Another factor to consider, as noted in an editorial published in the NEJM alongside publication of the PEGASUS study, is whether the balance of higher efficacy, but increased bleeding, is "close to an even proposition." Noting that treating 10 000 patients with low-dose Brilinta over the course of one year "would prevent approximately 42 primary endpoint events and produce approximately 31 major bleeding events," the editorial argues that PEGASUS results may "prompt speculation as to whether dual platelet inhibition with high-potency agents is approaching the point of diminishing returns."
Speaking on a conference call held by AstraZeneca on Monday, Marc Sebatine - lead investigator of the PEGASUS study - noted that Plavix use in this setting is evidence that physicians need something more effective than aspirin monotherapy, and Brilinta can fill this gap (as the only drug which has data to support this indication).

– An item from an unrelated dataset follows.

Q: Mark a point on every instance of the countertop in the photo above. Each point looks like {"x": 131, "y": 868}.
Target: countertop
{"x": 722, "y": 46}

Sebatine also argued that major bleeding events are reversible, thus he disagrees with the issue of "diminishing returns" raised in the NEJM editorial.
To better understand the impact of the PEGASUS data, FirstWord is this week polling US and EU5-based cardiologists. Specifically we are asking them
- How impressive do they think the PEGASUS data are?
- Whether they think the PEGASUS data will have an indirectly positive impact on usage of generic clopidogrel in this indication?
- Whether they agree with statements made in the NEJM editorial (the net clinical benefit is "close to an even proposition" and that data could prompt speculation as to whether "dual platelet inhibition with high-potency agents is approaching the point of diminishing returns")?
- How they expect their usage of Brilinta to evolve in this indication based on the PEGASUS data?
- Whether they think that Brilinta will only be used in this indication in highly selected patients with lower risk of bleeding complications and particularly high cardiovascular risk, rather than the broader ACS population?